Chapter 16 – Database concepts
Entity relationship modelling
The relationship between entities can be modelled graphically. An entity relationship diagram is a diagrammatic way of representing the relationships between the entities in a database. To show the relationship between two entities, both the degree and the name of the relationship need to be specified.
Chapter 16 – Database concepts
The concept of a relational database
In a relational database, a separate table is created for each entity identified in the system. Where a relationship exists between entities, an extra field called a foreign key links the two tables.

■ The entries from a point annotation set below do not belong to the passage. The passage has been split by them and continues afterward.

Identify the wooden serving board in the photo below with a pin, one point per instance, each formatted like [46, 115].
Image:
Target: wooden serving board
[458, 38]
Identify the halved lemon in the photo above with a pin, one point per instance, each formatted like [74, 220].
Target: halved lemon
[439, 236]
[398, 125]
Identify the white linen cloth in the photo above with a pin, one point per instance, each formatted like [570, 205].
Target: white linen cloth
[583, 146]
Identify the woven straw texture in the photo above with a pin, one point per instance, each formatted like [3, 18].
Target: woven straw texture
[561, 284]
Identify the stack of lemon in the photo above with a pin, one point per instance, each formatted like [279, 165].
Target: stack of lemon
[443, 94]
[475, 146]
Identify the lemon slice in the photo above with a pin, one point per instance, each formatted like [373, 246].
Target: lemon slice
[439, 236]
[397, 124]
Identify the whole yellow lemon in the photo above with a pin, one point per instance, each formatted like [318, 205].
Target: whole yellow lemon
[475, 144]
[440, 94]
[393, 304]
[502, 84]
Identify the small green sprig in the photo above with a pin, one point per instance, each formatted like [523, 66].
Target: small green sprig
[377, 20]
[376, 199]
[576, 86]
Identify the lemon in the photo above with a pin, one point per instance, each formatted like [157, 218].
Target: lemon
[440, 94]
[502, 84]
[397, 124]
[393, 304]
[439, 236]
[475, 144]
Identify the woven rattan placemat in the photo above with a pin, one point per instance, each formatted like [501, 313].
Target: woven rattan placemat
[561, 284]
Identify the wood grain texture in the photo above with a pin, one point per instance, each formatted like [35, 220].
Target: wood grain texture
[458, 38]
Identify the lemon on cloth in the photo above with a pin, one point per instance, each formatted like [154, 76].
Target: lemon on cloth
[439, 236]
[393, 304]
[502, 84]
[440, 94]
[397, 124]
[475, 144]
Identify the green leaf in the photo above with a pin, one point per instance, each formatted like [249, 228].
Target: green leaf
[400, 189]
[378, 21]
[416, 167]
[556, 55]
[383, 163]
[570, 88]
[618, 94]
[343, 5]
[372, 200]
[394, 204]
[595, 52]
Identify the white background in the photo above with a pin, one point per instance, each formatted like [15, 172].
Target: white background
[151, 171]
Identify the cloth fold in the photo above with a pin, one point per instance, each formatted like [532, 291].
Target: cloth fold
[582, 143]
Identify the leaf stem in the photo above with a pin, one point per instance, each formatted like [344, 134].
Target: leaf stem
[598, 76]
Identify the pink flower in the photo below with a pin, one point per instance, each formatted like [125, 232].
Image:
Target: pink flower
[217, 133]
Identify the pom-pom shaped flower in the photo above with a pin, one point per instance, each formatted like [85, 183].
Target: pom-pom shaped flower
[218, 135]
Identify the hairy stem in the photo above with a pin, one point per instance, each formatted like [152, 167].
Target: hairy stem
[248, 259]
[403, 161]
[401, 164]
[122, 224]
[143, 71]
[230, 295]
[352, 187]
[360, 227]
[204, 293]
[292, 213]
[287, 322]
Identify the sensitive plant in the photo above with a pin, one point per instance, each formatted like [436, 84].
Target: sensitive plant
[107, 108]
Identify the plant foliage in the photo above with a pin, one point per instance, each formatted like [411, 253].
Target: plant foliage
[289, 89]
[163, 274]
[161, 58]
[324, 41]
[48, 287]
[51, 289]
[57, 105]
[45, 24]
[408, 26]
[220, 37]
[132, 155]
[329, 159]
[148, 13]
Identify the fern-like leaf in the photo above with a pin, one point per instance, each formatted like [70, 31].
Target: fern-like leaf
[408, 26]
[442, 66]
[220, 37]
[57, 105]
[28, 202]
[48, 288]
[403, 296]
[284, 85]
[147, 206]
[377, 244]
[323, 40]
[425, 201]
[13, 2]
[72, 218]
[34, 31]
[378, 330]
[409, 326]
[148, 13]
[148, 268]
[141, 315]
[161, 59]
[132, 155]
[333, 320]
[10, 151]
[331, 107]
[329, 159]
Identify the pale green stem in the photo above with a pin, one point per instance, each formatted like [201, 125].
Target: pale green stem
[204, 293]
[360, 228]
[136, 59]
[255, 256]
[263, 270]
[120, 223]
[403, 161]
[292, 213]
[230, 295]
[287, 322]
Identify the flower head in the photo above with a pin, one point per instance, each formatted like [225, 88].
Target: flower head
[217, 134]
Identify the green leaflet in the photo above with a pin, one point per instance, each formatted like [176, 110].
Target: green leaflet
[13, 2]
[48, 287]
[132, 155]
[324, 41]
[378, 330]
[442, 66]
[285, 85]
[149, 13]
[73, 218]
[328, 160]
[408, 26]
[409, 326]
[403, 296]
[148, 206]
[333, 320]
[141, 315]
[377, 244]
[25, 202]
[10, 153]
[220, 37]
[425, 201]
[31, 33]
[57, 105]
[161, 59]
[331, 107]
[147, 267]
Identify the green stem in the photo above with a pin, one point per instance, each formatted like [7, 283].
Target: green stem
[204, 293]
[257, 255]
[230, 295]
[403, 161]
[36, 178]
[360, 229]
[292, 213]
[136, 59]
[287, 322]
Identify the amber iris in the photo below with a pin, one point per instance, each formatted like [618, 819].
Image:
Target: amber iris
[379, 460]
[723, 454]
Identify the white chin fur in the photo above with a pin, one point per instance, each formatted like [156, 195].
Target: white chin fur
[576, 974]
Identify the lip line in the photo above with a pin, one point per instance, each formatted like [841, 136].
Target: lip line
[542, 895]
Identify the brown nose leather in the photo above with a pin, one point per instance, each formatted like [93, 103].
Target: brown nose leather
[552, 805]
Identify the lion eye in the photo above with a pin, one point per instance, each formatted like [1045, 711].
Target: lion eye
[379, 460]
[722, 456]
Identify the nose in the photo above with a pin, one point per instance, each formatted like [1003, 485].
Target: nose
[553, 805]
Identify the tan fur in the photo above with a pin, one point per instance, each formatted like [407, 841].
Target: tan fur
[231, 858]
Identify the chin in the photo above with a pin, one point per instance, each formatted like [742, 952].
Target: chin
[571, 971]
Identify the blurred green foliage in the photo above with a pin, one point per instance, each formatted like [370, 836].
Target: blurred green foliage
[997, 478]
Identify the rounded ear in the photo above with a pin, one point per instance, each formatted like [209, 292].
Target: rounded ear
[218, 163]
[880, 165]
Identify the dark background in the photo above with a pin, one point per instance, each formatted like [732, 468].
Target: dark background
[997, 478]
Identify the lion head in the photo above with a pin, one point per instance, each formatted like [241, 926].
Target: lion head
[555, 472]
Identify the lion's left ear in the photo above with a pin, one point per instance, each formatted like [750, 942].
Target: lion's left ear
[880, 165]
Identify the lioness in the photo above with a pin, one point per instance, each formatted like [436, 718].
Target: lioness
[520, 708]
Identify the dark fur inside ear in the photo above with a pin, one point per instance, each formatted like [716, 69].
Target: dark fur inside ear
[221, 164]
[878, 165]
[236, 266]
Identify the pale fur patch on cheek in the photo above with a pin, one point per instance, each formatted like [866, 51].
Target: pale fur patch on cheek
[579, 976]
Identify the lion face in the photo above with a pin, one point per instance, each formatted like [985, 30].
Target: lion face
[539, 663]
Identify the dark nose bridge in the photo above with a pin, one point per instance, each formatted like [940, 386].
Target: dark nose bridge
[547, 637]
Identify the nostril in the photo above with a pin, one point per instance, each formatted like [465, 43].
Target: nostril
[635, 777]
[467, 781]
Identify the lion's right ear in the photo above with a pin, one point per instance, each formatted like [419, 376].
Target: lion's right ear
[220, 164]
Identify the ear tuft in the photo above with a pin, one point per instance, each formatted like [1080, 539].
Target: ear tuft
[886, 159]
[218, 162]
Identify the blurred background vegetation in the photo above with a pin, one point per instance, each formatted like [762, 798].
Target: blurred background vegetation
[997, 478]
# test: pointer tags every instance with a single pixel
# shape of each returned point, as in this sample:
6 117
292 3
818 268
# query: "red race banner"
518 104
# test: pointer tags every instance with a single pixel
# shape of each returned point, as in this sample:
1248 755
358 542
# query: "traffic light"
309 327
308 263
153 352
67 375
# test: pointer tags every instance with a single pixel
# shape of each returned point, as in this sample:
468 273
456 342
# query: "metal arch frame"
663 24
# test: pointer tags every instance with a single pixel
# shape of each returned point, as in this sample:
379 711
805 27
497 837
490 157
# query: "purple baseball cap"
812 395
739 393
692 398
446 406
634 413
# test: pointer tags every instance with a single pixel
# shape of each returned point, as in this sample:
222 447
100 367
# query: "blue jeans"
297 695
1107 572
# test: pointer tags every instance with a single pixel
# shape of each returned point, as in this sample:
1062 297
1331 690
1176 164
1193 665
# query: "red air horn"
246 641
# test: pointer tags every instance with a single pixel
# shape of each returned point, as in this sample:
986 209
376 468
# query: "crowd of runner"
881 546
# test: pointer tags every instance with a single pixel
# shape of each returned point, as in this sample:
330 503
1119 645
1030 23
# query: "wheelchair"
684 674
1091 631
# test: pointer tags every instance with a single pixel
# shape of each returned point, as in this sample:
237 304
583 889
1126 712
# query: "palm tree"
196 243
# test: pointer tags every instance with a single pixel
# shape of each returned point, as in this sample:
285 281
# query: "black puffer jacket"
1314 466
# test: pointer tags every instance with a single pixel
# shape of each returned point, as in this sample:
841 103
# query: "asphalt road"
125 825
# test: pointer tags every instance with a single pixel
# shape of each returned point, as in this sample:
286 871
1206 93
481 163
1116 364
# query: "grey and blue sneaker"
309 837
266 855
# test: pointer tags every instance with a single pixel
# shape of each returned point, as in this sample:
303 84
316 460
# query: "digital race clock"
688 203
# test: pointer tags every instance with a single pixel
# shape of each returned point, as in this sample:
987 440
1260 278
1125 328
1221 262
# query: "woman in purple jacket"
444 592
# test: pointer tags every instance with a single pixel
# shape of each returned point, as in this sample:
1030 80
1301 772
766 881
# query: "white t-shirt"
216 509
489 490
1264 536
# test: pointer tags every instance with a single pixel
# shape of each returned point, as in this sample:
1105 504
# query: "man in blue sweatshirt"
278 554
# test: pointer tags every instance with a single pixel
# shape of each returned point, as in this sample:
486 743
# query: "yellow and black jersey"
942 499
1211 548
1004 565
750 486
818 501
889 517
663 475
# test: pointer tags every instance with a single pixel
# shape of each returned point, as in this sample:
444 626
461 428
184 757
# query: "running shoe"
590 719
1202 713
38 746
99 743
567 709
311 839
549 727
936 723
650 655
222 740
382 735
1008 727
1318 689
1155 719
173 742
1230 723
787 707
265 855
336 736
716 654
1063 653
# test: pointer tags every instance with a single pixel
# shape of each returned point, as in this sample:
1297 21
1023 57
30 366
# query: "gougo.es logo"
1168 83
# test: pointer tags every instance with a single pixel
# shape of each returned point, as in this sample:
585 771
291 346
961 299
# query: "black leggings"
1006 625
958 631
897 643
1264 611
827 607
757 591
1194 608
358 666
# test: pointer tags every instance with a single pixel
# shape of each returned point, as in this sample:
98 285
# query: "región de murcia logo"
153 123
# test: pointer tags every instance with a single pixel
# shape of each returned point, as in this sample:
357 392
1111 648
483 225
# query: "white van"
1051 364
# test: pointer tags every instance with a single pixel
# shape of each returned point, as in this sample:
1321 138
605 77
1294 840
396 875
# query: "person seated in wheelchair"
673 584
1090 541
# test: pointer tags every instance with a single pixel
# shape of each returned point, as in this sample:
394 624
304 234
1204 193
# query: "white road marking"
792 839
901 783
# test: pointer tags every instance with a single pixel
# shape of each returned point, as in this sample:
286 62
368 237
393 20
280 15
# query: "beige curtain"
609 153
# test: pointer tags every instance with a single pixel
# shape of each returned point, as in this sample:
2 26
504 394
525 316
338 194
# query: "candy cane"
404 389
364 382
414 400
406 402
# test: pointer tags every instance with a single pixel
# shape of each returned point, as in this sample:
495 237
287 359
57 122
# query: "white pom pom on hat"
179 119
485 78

Chapter 16 – Database concepts
Foreign key
A foreign key is an attribute that creates a join between two tables. It is the attribute that is common to both tables, and the primary key in one table is the foreign key in the table to which it is linked.
Example: In the one-to-many relationship between Dentist and Patient, the entity on the ‘many’ side of the relationship will have DentistID as an extra attribute. .
Chapter 16 – Database concepts
Linking tables in a many-to-many relationship
When there is a many-to-many relationship between two entities, tables cannot be directly linked in this way.
For example, consider the relationship between Student and Course. A student takes many courses, and the same course is taken by many students.
In this case, an extra table is needed to link the Student and Course tables. We could call this StudentCourse, or Enrolment, for example.
The three tables will now have attributes something like those shown below:
Student (StudentID, Name, Address)
Enrolment (StudentID, CourseID)
Course (CourseID, Subject, Level)
Chapter 16 – Database concepts
Composite key
In this data model, the table linking Student and Course has two foreign keys, each linking to one of the two main tables. The two foreign keys also act as the primary key of this table. A primary key which consists of more than one attribute is called a composite primary key.
Chapter 16 – Database concepts
Drawing an entity relationship diagram
A database system will frequently involve many different entities linked to each other, and an entity relationship diagram can be drawn to show all the relationships.